The typical signs of NMS are high temperatures (hyperthermia), muscle rigidity with tremors, altered consciousness, and changes in vital signs.  Laboratory abnormalities, including muscle enzyme elevations (creatine kinase), acidosis and hypoxia, are common. There is no single laboratory test to confirm the diagnosis of NMS, but a thorough medical evaluation is essential to exclude other serious medical conditions. Several lines of evidence strongly implicate drug-induced blockade of dopamine receptors in the brain as the primary triggering mechanism in the occurrence of NMS. In-vitro muscle contracture tests in patients with NMS have been negative for MH-susceptibility, NMS patients and family members have had anesthesia without adverse effects, and there have been only a few inconsistent case reports of genetic predisposition. These findings suggest that NMS and MH are different disorders.

            Once triggering drugs are withheld, most NMS cases resolve within 1-2 weeks, although patients may have prolonged symptoms if long-acting drugs are administered.  A few patients develop a residual catatonic and parkinsonian state that can last much longer unless electroconvulsive therapy (ECT) is administered. NMS is still potentially fatal in some cases if not recognized early and treated effectively.

Treatment consists of early diagnosis, discontinuing neuroleptic drugs and supportive medical care. Valium-like compounds (benzodiazepines), dopamine agonists, dantrolene and even ECT have been advocated in clinical reports but rigorous studies comparing these agents have not been done and may not be possible because NMS is rare and often resolves after drug discontinuation.    For additional information about the diagnosis and management of NMS, the Neuroleptic Malignant Syndrome Information Service, a subsidiary of MHAUS, offers access to educational material and email access through its website (www.nmsis.org). 

Parkinsonism-Hyperthermia Syndrome (PHS)

People with Parkinson’s disease (PD) and related degenerative brain disorders are at risk for severe fluctuations of muscle tone.   Although muscle rigidity, slowed activity (bradykinesia), and other symptoms of the disease can be effectively controlled by drugs, like levodopa, that increase dopamine in the brain, patients often develop marked fluctuations in symptoms after several years of treatment. 

People with PD also may develop a Parkinsonism-Hyperthermia Syndrome (PHS) that is identical in appearance to NMS and MH if their anti-parkinsonian medications are stopped, or during “off” episodes when the drugs suddenly lose their effect.2  This typically happens when anti-parkinsonian medications, especially levodopa, are stopped due to side effects or at the time of hospital admission for an acute medical or surgical condition. For example, this syndrome has been reported after surgery in patients with PD who were told to stop taking their dopamine medications prior to surgery and were not restarted fast enough after surgery is completed.  Reports suggest PHS may occur in up to 2% to 3% of PD patients after drug cessation, and several deaths have been reported.  Symptoms develop from several hours to a few days after drug discontinuation. 
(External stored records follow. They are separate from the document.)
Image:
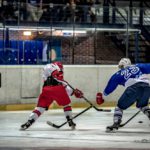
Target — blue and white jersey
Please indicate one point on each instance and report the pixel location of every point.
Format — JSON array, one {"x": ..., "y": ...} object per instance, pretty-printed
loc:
[{"x": 127, "y": 77}]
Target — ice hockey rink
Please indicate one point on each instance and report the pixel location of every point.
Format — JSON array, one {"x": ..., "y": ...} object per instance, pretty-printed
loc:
[{"x": 90, "y": 132}]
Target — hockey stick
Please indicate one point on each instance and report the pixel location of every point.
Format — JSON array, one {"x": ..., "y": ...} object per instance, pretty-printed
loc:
[
  {"x": 122, "y": 125},
  {"x": 104, "y": 110},
  {"x": 59, "y": 126}
]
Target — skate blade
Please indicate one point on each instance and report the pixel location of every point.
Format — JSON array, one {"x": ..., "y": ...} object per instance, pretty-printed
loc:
[
  {"x": 73, "y": 128},
  {"x": 22, "y": 129},
  {"x": 108, "y": 130}
]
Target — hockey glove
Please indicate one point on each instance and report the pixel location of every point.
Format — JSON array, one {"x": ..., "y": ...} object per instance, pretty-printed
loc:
[
  {"x": 99, "y": 99},
  {"x": 58, "y": 75},
  {"x": 78, "y": 93}
]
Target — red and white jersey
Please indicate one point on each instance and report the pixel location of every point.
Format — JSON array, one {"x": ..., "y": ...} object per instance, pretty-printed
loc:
[
  {"x": 51, "y": 68},
  {"x": 48, "y": 70}
]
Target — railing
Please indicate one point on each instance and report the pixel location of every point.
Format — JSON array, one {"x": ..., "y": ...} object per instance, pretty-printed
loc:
[{"x": 74, "y": 34}]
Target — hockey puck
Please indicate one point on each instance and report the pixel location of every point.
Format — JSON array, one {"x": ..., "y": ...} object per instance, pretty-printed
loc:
[{"x": 140, "y": 122}]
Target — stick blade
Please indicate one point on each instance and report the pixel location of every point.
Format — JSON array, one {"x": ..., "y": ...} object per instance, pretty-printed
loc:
[{"x": 52, "y": 125}]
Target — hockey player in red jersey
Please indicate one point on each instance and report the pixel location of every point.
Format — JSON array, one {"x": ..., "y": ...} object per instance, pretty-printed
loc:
[{"x": 54, "y": 88}]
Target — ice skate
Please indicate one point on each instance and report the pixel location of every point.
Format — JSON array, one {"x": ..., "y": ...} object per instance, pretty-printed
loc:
[
  {"x": 26, "y": 125},
  {"x": 71, "y": 123},
  {"x": 113, "y": 127},
  {"x": 147, "y": 112}
]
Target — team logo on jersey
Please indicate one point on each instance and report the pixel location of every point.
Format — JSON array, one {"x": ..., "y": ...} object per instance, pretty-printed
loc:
[{"x": 131, "y": 71}]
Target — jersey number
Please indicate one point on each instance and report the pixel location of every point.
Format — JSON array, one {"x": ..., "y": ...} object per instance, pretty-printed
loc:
[{"x": 130, "y": 71}]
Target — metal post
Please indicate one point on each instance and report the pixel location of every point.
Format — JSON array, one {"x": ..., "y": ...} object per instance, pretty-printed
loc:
[
  {"x": 136, "y": 47},
  {"x": 127, "y": 34}
]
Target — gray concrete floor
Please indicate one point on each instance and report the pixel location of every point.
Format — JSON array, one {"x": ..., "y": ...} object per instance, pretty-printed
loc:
[{"x": 89, "y": 134}]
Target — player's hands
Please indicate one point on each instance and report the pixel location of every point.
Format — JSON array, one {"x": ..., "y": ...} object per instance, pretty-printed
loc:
[
  {"x": 99, "y": 98},
  {"x": 58, "y": 75},
  {"x": 78, "y": 93}
]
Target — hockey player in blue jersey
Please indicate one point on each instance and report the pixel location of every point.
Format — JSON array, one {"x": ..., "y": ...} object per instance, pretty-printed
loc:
[{"x": 137, "y": 89}]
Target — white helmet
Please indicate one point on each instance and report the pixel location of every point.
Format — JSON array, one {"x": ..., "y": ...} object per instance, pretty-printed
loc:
[{"x": 124, "y": 62}]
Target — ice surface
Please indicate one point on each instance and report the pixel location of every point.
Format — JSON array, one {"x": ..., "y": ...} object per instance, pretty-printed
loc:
[{"x": 89, "y": 134}]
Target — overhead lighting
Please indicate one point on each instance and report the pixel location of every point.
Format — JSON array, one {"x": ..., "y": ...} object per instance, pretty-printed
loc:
[
  {"x": 74, "y": 31},
  {"x": 27, "y": 33}
]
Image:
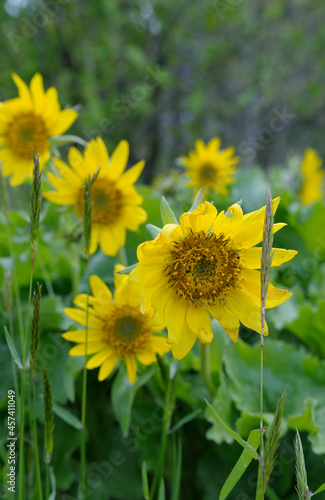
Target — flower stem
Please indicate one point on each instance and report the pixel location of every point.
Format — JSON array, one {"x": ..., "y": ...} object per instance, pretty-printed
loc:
[
  {"x": 22, "y": 396},
  {"x": 84, "y": 398},
  {"x": 169, "y": 402},
  {"x": 38, "y": 470},
  {"x": 205, "y": 369}
]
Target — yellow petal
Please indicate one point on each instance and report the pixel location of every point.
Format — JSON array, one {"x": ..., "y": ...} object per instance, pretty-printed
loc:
[
  {"x": 131, "y": 367},
  {"x": 147, "y": 357},
  {"x": 107, "y": 367},
  {"x": 200, "y": 323},
  {"x": 159, "y": 344},
  {"x": 201, "y": 219}
]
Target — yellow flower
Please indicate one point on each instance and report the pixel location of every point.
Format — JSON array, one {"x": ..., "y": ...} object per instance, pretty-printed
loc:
[
  {"x": 313, "y": 177},
  {"x": 115, "y": 202},
  {"x": 27, "y": 122},
  {"x": 117, "y": 328},
  {"x": 207, "y": 266},
  {"x": 208, "y": 167}
]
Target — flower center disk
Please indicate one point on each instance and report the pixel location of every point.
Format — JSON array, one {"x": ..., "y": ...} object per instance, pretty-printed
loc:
[
  {"x": 27, "y": 132},
  {"x": 106, "y": 202},
  {"x": 203, "y": 268},
  {"x": 127, "y": 331}
]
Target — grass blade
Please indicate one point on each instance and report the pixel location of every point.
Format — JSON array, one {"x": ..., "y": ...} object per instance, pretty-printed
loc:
[{"x": 242, "y": 464}]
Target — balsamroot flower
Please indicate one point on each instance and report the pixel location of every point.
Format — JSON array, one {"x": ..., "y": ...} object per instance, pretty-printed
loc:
[
  {"x": 208, "y": 167},
  {"x": 313, "y": 177},
  {"x": 117, "y": 329},
  {"x": 28, "y": 122},
  {"x": 115, "y": 202},
  {"x": 207, "y": 266}
]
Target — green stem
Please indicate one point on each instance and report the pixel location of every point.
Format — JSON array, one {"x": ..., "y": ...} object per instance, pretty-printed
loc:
[
  {"x": 169, "y": 403},
  {"x": 38, "y": 470},
  {"x": 47, "y": 479},
  {"x": 206, "y": 370},
  {"x": 22, "y": 400},
  {"x": 75, "y": 268},
  {"x": 45, "y": 274},
  {"x": 84, "y": 399}
]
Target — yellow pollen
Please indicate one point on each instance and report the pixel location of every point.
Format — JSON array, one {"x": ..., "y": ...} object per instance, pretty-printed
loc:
[
  {"x": 127, "y": 331},
  {"x": 203, "y": 268},
  {"x": 26, "y": 132},
  {"x": 107, "y": 202}
]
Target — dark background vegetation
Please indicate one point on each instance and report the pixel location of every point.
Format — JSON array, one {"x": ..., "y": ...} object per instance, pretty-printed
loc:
[{"x": 221, "y": 67}]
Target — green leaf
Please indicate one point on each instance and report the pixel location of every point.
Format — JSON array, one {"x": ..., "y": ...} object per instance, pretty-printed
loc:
[
  {"x": 145, "y": 485},
  {"x": 12, "y": 349},
  {"x": 123, "y": 393},
  {"x": 309, "y": 327},
  {"x": 167, "y": 215},
  {"x": 234, "y": 434},
  {"x": 67, "y": 417},
  {"x": 242, "y": 464},
  {"x": 127, "y": 270},
  {"x": 53, "y": 485},
  {"x": 197, "y": 200},
  {"x": 284, "y": 364},
  {"x": 320, "y": 489},
  {"x": 185, "y": 420},
  {"x": 177, "y": 469},
  {"x": 222, "y": 401},
  {"x": 153, "y": 230}
]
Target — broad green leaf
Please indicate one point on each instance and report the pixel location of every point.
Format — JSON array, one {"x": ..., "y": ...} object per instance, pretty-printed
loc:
[
  {"x": 242, "y": 464},
  {"x": 284, "y": 364},
  {"x": 167, "y": 215},
  {"x": 12, "y": 349},
  {"x": 320, "y": 489},
  {"x": 234, "y": 434},
  {"x": 67, "y": 417},
  {"x": 222, "y": 401},
  {"x": 309, "y": 327},
  {"x": 123, "y": 393},
  {"x": 145, "y": 485}
]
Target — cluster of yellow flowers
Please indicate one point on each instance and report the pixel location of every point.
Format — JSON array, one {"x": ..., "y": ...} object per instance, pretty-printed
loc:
[{"x": 205, "y": 266}]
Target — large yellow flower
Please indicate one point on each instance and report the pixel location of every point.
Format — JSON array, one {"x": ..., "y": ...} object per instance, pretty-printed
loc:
[
  {"x": 313, "y": 178},
  {"x": 27, "y": 122},
  {"x": 207, "y": 266},
  {"x": 115, "y": 202},
  {"x": 117, "y": 329},
  {"x": 208, "y": 167}
]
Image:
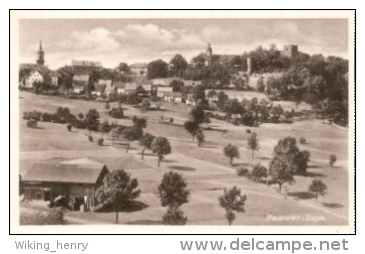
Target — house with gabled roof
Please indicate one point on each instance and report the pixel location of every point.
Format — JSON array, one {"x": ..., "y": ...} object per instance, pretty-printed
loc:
[
  {"x": 162, "y": 90},
  {"x": 76, "y": 180},
  {"x": 99, "y": 89},
  {"x": 120, "y": 87},
  {"x": 80, "y": 82},
  {"x": 108, "y": 85},
  {"x": 173, "y": 97}
]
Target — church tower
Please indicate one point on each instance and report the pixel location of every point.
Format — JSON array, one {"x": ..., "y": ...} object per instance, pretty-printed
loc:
[
  {"x": 40, "y": 53},
  {"x": 209, "y": 55}
]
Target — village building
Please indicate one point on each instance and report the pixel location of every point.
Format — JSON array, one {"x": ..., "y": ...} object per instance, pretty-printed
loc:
[
  {"x": 55, "y": 78},
  {"x": 109, "y": 88},
  {"x": 139, "y": 69},
  {"x": 120, "y": 87},
  {"x": 76, "y": 180},
  {"x": 80, "y": 82},
  {"x": 99, "y": 90},
  {"x": 190, "y": 100},
  {"x": 130, "y": 87},
  {"x": 173, "y": 97},
  {"x": 160, "y": 82},
  {"x": 85, "y": 67},
  {"x": 290, "y": 51},
  {"x": 161, "y": 91},
  {"x": 37, "y": 71}
]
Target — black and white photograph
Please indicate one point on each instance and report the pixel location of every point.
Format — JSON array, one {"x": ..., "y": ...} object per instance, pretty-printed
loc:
[{"x": 183, "y": 119}]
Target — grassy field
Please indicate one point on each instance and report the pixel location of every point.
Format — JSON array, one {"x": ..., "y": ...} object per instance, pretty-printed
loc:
[{"x": 205, "y": 168}]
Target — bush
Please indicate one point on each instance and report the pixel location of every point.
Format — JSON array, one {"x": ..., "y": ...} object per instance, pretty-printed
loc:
[
  {"x": 242, "y": 171},
  {"x": 333, "y": 159},
  {"x": 258, "y": 173},
  {"x": 36, "y": 115},
  {"x": 32, "y": 123},
  {"x": 100, "y": 141},
  {"x": 116, "y": 113},
  {"x": 47, "y": 117}
]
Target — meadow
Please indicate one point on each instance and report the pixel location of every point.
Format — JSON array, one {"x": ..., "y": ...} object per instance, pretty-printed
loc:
[{"x": 205, "y": 168}]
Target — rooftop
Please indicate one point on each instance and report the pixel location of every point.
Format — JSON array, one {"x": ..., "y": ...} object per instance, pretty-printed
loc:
[{"x": 76, "y": 171}]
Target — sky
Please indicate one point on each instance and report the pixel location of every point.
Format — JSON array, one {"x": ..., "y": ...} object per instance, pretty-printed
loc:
[{"x": 112, "y": 41}]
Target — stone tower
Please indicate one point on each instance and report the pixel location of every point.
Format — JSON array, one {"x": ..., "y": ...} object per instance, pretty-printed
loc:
[
  {"x": 248, "y": 66},
  {"x": 40, "y": 54},
  {"x": 208, "y": 54}
]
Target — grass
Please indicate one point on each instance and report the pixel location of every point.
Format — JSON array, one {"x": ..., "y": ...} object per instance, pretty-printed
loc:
[{"x": 205, "y": 168}]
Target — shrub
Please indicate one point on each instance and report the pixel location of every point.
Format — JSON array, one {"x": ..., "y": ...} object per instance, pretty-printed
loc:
[
  {"x": 100, "y": 141},
  {"x": 47, "y": 117},
  {"x": 116, "y": 113},
  {"x": 32, "y": 123},
  {"x": 258, "y": 173},
  {"x": 242, "y": 171},
  {"x": 333, "y": 159}
]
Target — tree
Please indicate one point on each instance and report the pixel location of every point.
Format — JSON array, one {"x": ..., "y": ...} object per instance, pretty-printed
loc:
[
  {"x": 198, "y": 114},
  {"x": 211, "y": 93},
  {"x": 280, "y": 172},
  {"x": 333, "y": 159},
  {"x": 253, "y": 142},
  {"x": 157, "y": 69},
  {"x": 131, "y": 134},
  {"x": 200, "y": 137},
  {"x": 118, "y": 190},
  {"x": 260, "y": 85},
  {"x": 258, "y": 172},
  {"x": 288, "y": 151},
  {"x": 176, "y": 85},
  {"x": 231, "y": 151},
  {"x": 232, "y": 106},
  {"x": 92, "y": 120},
  {"x": 179, "y": 65},
  {"x": 115, "y": 133},
  {"x": 222, "y": 98},
  {"x": 172, "y": 190},
  {"x": 199, "y": 92},
  {"x": 104, "y": 127},
  {"x": 146, "y": 142},
  {"x": 24, "y": 73},
  {"x": 191, "y": 127},
  {"x": 232, "y": 201},
  {"x": 318, "y": 187},
  {"x": 161, "y": 146},
  {"x": 174, "y": 216},
  {"x": 146, "y": 104}
]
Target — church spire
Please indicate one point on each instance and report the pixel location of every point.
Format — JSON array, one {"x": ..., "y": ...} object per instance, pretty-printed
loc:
[{"x": 40, "y": 59}]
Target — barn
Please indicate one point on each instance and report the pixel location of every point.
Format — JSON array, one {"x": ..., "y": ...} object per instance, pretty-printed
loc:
[{"x": 77, "y": 180}]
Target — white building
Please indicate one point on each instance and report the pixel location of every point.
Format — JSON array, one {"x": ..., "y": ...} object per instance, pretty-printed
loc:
[
  {"x": 161, "y": 91},
  {"x": 173, "y": 97}
]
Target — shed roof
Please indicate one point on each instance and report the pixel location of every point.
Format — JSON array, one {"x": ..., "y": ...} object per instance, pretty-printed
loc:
[
  {"x": 173, "y": 94},
  {"x": 84, "y": 78},
  {"x": 78, "y": 171},
  {"x": 86, "y": 63}
]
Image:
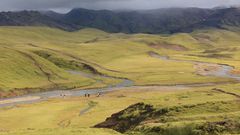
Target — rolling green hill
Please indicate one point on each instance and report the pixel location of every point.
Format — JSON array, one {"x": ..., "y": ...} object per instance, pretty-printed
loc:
[{"x": 179, "y": 79}]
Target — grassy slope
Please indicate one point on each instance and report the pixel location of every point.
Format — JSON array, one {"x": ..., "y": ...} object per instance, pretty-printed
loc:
[
  {"x": 124, "y": 54},
  {"x": 58, "y": 115},
  {"x": 113, "y": 54}
]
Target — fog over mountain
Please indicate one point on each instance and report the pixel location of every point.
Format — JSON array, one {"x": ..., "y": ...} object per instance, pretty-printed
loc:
[{"x": 66, "y": 5}]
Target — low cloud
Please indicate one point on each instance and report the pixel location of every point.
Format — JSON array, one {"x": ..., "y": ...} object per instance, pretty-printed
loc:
[{"x": 64, "y": 5}]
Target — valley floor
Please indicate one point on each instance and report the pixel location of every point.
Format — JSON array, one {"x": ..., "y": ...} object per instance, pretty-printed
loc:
[{"x": 174, "y": 84}]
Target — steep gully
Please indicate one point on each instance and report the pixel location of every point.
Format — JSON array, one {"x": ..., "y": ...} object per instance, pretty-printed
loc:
[{"x": 220, "y": 70}]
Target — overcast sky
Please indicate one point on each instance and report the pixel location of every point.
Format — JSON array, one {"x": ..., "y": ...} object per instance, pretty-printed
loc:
[{"x": 65, "y": 5}]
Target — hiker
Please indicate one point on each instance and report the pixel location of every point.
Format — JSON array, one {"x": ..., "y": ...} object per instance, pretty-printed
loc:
[{"x": 99, "y": 94}]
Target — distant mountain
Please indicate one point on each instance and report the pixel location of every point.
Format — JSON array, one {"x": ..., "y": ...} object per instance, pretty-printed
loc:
[
  {"x": 170, "y": 20},
  {"x": 31, "y": 18}
]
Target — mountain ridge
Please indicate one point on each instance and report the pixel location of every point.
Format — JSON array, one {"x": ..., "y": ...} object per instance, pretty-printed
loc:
[{"x": 166, "y": 21}]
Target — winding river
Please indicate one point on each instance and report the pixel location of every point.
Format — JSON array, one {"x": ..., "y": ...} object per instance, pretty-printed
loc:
[{"x": 219, "y": 70}]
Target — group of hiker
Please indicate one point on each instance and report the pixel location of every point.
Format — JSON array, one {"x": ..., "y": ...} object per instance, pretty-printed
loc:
[
  {"x": 88, "y": 95},
  {"x": 85, "y": 95}
]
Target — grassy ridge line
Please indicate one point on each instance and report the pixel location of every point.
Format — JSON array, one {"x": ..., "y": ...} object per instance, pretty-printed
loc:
[{"x": 129, "y": 59}]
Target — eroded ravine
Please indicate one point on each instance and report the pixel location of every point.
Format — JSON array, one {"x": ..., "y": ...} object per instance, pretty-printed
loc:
[{"x": 217, "y": 70}]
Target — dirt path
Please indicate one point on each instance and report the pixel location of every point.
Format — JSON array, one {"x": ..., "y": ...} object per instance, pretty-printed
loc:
[
  {"x": 202, "y": 68},
  {"x": 225, "y": 92}
]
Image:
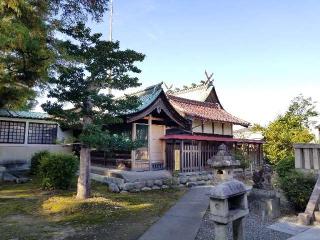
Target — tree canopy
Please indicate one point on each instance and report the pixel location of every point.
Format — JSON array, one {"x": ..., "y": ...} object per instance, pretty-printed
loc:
[
  {"x": 289, "y": 128},
  {"x": 85, "y": 67},
  {"x": 27, "y": 33}
]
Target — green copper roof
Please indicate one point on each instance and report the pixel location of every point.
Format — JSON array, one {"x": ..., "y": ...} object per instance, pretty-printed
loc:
[
  {"x": 23, "y": 114},
  {"x": 147, "y": 96}
]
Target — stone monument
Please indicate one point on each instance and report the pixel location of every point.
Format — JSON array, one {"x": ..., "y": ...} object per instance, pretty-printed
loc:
[
  {"x": 223, "y": 164},
  {"x": 263, "y": 194},
  {"x": 229, "y": 204}
]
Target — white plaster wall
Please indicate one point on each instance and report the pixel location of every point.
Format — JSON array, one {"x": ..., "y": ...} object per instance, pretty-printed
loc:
[
  {"x": 25, "y": 151},
  {"x": 217, "y": 128},
  {"x": 227, "y": 129},
  {"x": 196, "y": 126},
  {"x": 157, "y": 147},
  {"x": 207, "y": 127}
]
Apart from intensive medical and nursing care, restarting dopamine medications is vital. If there has been no alteration in dopamine medication prior to the episode, other causes should be sought (e.g., prescription of neuroleptic or cholinergic drugs, infection, and dehydration). Bromocriptine and dantrolene have been used in a few cases. However, prevention is most important and the message should be clear: complete and abrupt cessation of established anti-parkinsonian medication in a patient with PD should almost always be avoided.

As in NMS, the underlying cause of this syndrome is sudden reduction of dopamine activity in the brain; in NMS this happens because the patient takes neuroleptic drugs that block dopamine activity in the brain; in PHS this happens because there isn’t enough dopamine left in the brain of a person with PD after their dopamine replacement drugs are stopped.